Generell sei die Durchströmung des Wassers nicht mehr "normkonform", wie Groß formulierte. Bisher würde die Qualität des Wassers - die hervorragend sei, wie er betonte - von Hand geregelt. Allerdings müssten die in die Jahre gekommenen Filterbecken und damit auch die Pumpen ausgetauscht werden, da diese nicht mehr aktuellen Standards entsprächen. Das Einsparpotenzial bei der Energie sei groß.

Die Kosten für die Sanierung des Kinderbeckens schätze man auf rund 800 000 Euro, die Erneuerung der Technik im zweiten Schritt auf 700 000 Euro. Unabhängig von der Kostenfrage sei eine Sanierung des Schwimmerbereichs - was schließlich einer Komplettsanierung des Bades gleich käme - nicht nötig. "Die Substanz des Beckens ist hervorragend", resümierte Groß. "Hier zu investieren ist richtig."

Dass das Bad und auch die teils betagte Technik noch immer ihren Dienst tue und die Wasserqualität stets tadellos sei, liege laut Bürgermeister Hennemann an dem Team rund um Bäderchef Klaus Hanke. "Ohne unser qualifiziertes Personal, das die Technik beherrscht, hätten wir schon lange größere Probleme", lobte er.

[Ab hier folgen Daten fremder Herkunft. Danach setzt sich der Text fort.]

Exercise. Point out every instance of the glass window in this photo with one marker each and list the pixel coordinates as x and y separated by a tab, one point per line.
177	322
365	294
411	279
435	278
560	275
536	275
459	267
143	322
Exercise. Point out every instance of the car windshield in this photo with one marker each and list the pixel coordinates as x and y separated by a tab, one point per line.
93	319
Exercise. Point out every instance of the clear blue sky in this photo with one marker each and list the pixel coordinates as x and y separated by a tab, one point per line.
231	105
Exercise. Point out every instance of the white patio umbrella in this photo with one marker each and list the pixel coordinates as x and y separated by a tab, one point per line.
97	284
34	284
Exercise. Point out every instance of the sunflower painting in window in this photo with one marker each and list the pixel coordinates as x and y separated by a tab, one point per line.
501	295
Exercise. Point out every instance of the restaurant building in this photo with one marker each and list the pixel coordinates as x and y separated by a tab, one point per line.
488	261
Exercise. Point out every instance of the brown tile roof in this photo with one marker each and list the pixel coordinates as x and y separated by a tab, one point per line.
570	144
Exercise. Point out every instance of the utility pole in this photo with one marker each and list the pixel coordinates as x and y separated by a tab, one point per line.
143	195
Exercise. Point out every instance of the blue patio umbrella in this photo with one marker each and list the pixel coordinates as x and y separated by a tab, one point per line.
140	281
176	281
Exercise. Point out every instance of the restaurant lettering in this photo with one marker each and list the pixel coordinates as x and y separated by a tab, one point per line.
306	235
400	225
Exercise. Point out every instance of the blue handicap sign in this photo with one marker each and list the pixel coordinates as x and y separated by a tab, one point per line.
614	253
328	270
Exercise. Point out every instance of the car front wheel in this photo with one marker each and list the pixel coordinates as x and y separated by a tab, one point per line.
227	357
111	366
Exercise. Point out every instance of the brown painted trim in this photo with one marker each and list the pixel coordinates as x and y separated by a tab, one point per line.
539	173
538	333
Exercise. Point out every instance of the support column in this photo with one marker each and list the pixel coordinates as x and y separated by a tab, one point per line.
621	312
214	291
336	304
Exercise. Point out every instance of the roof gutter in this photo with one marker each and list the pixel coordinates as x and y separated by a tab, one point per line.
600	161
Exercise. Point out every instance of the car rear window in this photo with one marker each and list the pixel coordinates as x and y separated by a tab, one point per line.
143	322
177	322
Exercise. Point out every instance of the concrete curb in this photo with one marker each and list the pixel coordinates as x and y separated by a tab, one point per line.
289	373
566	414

Umso mehr lag jedoch die Betonung des Bürgermeisters auf dem Hinweis: Man wolle jetzt so schnell wie möglich die Pläne für die mögliche Sanierung ausarbeiten. In der nächsten Sitzung des Stadtrats am 29. Oktober solle bereits eine Vorlage zur Abstimmung gebracht werden, um sich für das Förderprogramm zu bewerben. "Jetzt muss alles sehr schnell gehen." Und schnell könnte es nach den jahrelangen Diskussionen nun tatsächlich auch in die Tat umgesetzt werden. Mit genehmigter Förderung könne man, wenn alles gut laufe, bereits mit einem Baubeginn im Winter 2021/22 liebäugeln. Realistisch seien bei einem solchen Vorhaben jedoch zwei bis drei Jahre, holte Hennemann die Köpfe der Anwesenden aus den Wolken.